Une majorité inopérante à l’Assemblée et une storytelling estivale médiocre

Le PSOE ne nous a pas déçus, sa majorité -très- relative obtenue en avril à l’Assemblée l’obligeant à négocier. Son veto à Pablo Iglesias pour un poste dans l’exécutif et ses négociations mort-nées pour un accord de gouvernement avec Podemos ont comblé le défaut d’information en été et donné du travail aux chroniqueurs de tout poil. La teneur de ces négociations, menées sans conviction et constituées d'allées et venues et de dérives psychologisantes n’a rien eu à envier à certains programmes de télé-réalités. Le manque de confiance réciproque, la supposée inexpérience des cadres de Podemos proclamée par des dirigeants socialistes regroupés derrière un leader dont l’expérience à de hauts postes de responsabilité jusqu’à ce qu’il devienne chef du gouvernement grâce une motion de censure ne sautait pourtant pas aux yeux…l’évidence de nouvelles élections est apparue à Pedro Sánchez, les communicants de ce dernier lui assurant plus de sièges et l’espoir de gouverner avec une majorité relative, mais aux plus amples contours.
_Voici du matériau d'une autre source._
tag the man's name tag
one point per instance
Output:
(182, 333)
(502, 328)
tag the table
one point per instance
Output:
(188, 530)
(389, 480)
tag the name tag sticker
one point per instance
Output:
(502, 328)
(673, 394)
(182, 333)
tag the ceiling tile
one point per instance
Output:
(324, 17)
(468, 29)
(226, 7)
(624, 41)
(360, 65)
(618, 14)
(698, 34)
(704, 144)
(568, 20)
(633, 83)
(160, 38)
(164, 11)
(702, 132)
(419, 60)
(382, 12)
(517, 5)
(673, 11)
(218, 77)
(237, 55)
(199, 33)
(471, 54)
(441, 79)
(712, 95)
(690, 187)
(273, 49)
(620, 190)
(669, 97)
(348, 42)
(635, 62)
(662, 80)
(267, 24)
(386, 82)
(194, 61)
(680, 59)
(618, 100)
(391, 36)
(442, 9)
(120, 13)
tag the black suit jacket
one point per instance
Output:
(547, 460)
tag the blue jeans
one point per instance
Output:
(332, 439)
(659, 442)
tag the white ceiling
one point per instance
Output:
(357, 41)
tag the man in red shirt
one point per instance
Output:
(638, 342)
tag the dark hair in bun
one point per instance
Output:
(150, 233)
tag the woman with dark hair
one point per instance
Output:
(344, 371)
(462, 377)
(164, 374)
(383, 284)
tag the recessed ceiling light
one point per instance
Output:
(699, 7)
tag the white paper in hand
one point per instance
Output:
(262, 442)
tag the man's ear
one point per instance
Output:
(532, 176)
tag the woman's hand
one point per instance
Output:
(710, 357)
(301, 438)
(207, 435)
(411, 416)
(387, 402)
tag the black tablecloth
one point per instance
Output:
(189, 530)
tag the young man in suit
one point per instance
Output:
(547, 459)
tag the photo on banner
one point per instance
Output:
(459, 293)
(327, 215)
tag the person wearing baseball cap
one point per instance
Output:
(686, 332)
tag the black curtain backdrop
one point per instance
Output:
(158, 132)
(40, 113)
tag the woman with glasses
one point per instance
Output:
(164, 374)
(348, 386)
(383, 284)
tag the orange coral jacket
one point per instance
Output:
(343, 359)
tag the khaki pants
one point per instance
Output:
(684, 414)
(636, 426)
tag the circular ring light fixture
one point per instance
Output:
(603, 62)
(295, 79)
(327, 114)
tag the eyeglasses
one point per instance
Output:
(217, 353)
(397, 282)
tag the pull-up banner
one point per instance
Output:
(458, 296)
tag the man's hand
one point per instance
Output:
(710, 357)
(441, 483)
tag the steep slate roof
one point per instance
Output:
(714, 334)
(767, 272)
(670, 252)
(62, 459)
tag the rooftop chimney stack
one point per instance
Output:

Caramba, encore raté ! Le nombre de sièges du PSOE se voit amputer de ceux de trois députés et atteins désormais les 120, la droite du PP remonte quelque peu, le parti Ciudadanos, allié de Macron (qui va devoir s’en trouver d’autres) s’écroule à 10 députés et Vox, l’extrême droite ouvertement franquiste, raciste, xénophobe et homophobe triomphe, après son entrée déjà remarquée aux « Cortes » d’avril, se retrouvant avec plus de 50 députés et troisième force politique du pays.
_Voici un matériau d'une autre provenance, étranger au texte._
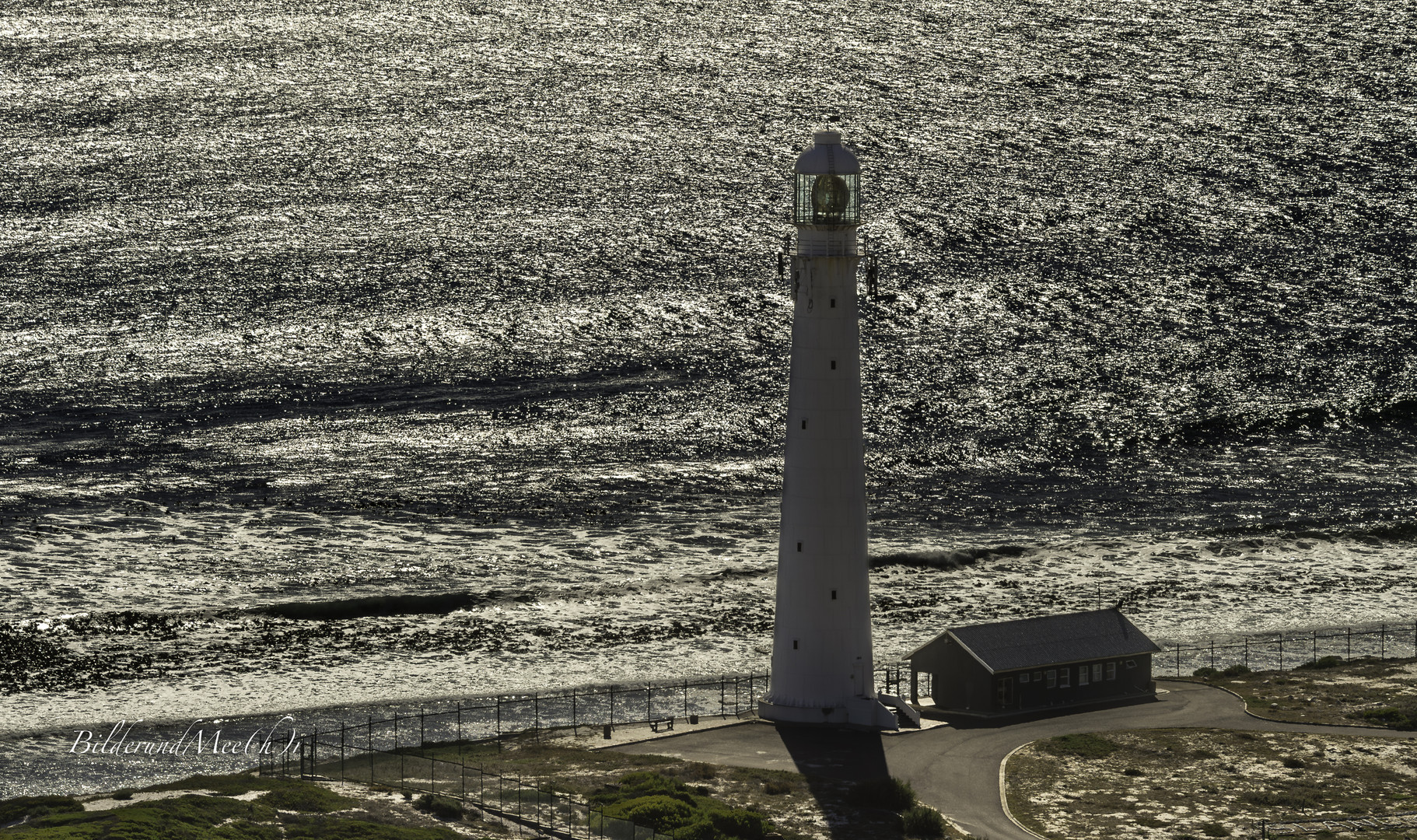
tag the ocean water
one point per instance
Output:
(379, 353)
A noter la présence, à la tête de la fine équipe de communicants qui a jugé bon de remettre une pièce dans la machine, de Ivan Redondo, chef (l’équivalent de directeur en France) de cabinet du chef (décidément 😉) du gouvernement de l’État espagnol. Un vendeur de lessive qui a, dans le passé, conseillé plusieurs politiciens ultraconservateurs du PP. (Coucou Raphaël Glucksmann).
Ces même brillants stratèges, devant le scénario d’un manque d’entente à gauche, ont ensuite mis en scène une pathétique « tournée des popotes » d’associations et de syndicats marqués à gauche ou écologistes afin de recueillir leurs propositions. Tout un symbole de l’indigence des orientations politiques que porte Pedro Sánchez, qui avait déjà fait preuve de plusieurs renoncements pendant son mandat. Ces mêmes communicants « socialistes ont jugé bon le slogan « Ahora Gobierno, ahora España", littéralement « Maintenant le gouvernement, maintenant l’Espagne ». Pour ce qui est de gouverner, le blocage est de nouveau assuré et les conditions numériques du dialogue à gauche en vue d’un gouvernement Sánchez II qui obtienne une majorité absolue sont quasiment identiques.

Une droite espagnole irrémédiablement post-franquiste

 Si les années Rajoy ont constitué une sorte de pis-aller néolibéral inféodé aux politiques de Merkel, ne nous y trompons pas, l’espèce de candeur bureaucratique qui se dégageait du personnage dissimulait le retour en force d’un nationalisme ultra catholique, réactionnaire et post franquiste n’hésitant pas à jeter de l’huile sur le feu latent catalan. En sus d’une flexibilisation accrue du marché du travail.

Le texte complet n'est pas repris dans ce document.